1. Study the source system
2. Location of Transformation Process
3. Validate Data Extract (Selection)
a. Delta Detection
b. Continuity of Delta
c. Count Check
d. Capture bad records
4. Mapping
a. Data mapping document preparation
5. Reformat
a. Conversion
6. Data Cleansing
a. Data Quality checks
7. Splitting/Joining
8. Integrate
a. Summarization
9. Enrichment
10. Applying Business Rules

Study the source system
Source System, which is a data source for the extraction system is to be studied from business domain point of view as well as the structural and integrity of the source system. Source system is not assumed to be a relational data store, it can be flat files or another database apart from SQL Server. In this section, a list of questions (can be treated as check lit) that need to discussed with source system (OLTP) database architect.
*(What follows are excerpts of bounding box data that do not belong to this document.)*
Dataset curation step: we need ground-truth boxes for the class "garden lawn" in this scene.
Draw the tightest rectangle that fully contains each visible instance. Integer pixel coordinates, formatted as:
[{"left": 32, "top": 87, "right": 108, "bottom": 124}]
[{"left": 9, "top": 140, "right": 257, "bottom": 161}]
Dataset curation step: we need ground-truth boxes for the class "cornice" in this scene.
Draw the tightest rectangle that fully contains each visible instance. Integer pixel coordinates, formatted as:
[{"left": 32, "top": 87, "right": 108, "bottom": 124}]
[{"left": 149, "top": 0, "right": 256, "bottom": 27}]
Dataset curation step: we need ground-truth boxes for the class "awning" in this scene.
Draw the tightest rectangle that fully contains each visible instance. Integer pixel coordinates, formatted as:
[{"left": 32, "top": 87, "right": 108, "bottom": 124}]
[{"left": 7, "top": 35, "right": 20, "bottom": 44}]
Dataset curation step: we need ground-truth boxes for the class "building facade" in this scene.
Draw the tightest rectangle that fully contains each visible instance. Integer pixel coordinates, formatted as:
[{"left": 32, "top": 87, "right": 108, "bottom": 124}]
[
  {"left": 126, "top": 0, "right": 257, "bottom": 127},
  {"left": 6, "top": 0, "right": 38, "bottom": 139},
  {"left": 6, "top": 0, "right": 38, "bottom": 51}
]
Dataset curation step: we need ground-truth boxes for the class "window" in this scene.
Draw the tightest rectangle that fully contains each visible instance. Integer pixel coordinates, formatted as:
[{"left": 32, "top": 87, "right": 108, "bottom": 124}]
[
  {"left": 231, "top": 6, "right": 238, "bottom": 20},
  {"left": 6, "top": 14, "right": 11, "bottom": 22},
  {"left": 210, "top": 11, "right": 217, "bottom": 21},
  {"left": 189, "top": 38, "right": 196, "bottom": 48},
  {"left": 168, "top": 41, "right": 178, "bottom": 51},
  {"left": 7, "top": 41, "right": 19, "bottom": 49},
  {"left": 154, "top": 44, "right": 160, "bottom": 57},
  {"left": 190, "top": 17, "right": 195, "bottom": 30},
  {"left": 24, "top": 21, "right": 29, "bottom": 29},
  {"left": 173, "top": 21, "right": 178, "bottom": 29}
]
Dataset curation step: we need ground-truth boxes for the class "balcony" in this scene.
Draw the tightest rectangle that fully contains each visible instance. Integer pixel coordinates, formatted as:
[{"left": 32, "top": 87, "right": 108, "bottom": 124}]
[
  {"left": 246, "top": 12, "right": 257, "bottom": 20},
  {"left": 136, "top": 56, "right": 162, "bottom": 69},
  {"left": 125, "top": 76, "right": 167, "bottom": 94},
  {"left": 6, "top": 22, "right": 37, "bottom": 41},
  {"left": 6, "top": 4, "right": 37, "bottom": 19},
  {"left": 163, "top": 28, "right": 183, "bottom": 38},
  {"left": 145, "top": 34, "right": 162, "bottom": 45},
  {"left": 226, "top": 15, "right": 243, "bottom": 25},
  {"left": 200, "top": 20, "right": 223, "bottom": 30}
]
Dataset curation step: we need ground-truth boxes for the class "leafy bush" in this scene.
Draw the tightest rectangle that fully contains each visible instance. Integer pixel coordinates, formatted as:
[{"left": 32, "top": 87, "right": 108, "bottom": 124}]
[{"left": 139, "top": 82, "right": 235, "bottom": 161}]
Studying the source system is not a one time activity, it is to be performed whenever
• Extraction process is enhanced
• Source business process is changed
• Source schema is changed
• New business functionality is to be extracted
• Existing data checks/constraints on the source system are modified

The check list which should be discussed is as given below

• Check how the data is fed into data source from which extraction is performed, any external applications or data is fed using the flat files or heterogeneous systems
a. This helps the understand the complexity to deal with while interacting with the source system
b. Typically structural complexity increases when you lack details of the source system or have less control over it
c. Incase of multiple data sources involved in extraction, it would result in more than one extraction process is needed to extract data and consolidation complexity
d. Extracting information if the data is fed to the source system by application would enable to check if data input screens are free text in nature where the data pollution may occur

• Discuss the data consistency or data quality checks performed on the source system
a. Mapping your warehouse requirement against the checks done at the source to see if the data checks will completely stop the polluted data to get into source system
b. As part of learning the source system – you need understand at what level of details and how much time you are going to invest in leaning the source system. You may or may not have the luxury to learn end-to-end source system (all the layers from UI to database schemes and all the dependencies). Sometimes, it might be as simple as evaluating the schema or sometimes understand how the user enters data

• Check the integrity constraints managed in source system
a. Check the constraints enforcement on source system is using declarations or procedures. If the checks are enforced using procedures then check the possibility of data slipped through to cause data pollution
b. If the data checks are enforced properly then they do not need to be checked again as part of transformation process

• Verify if the data will be in consistent at the time of data extraction, or at point of time
a. In some systems, the processing is completed at the end of the day, extracting data in the middle of the day would make the data inconsistent would lead to data quality problems
b. Transfer of check , if the check is process at the end of the day….transaction is completed, but available at the source; at 5 ‘O, Clock….pending transaction – Completeness of the transaction

• Verify the accuracy of the calculations performed on the source system
a. Though it is evident that any problem in source system calculations would have been identified and fixed, the question is about the unused calculations whose problem is not identified yet but need to be extracted for analysis requirements
Example, source applications might not be using employee leave balance so calculation problems, if any, are not identified. Having these calculations extracted to warehouse system would induce incorrect calculations. All the calculations that are extracted from source system are to be checked for accuracy.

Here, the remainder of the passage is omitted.